DeepSDFStruct.deep_sdf.models#
DeepSDF Model Classes#
This module provides the DeepSDFModel class, which wraps a trained decoder network and latent vectors for evaluating learned implicit representations.
The model can be used to: - Decode latent codes to SDF values at query points - Export models for deployment (TorchScript/LibTorch) - Integrate with gradient-based optimization
Classes#
- DeepSDFModel
Main interface for trained DeepSDF models, combining a decoder network with learned latent vectors.
Classes
|
Wrapper for trained DeepSDF decoder and latent vectors. |
- class DeepSDFStruct.deep_sdf.models.DeepSDFModel(decoder, trained_latent_vectors, device)#
Bases:
objectWrapper for trained DeepSDF decoder and latent vectors.
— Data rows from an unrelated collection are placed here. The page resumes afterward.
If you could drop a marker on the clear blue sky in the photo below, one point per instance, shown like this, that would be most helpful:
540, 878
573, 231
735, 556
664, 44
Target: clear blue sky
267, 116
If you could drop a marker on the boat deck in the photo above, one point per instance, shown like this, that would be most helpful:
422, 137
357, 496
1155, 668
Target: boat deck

This class provides a convenient interface for using trained DeepSDF models. It combines the decoder network (which maps latent+position to SDF values) with the trained latent vectors (which encode different shapes).
The model supports both constant latent codes (one code for all query points) and spatially-varying codes (different codes per query point), enabling flexible shape representation.
- Parameters:
decoder (torch.nn.Module) – The trained decoder network. Should accept input of shape (N, latent_dim + 3) and output SDF values of shape (N, 1).
trained_latent_vectors (torch.Tensor) – Trained latent codes of shape (num_shapes, latent_dim). Each row encodes one learned shape.
device (str or torch.device) – Device for computation (‘cpu’ or ‘cuda’).
- _decoder#
The decoder network.
- Type:
torch.nn.Module
- _trained_latent_vectors#
The latent code library.
- Type:
torch.Tensor
- device#
Computation device.
- Type:
str or torch.device
- _decode_sdf(latent_vec, queries)#
Decode SDF values from a latent code and spatial queries.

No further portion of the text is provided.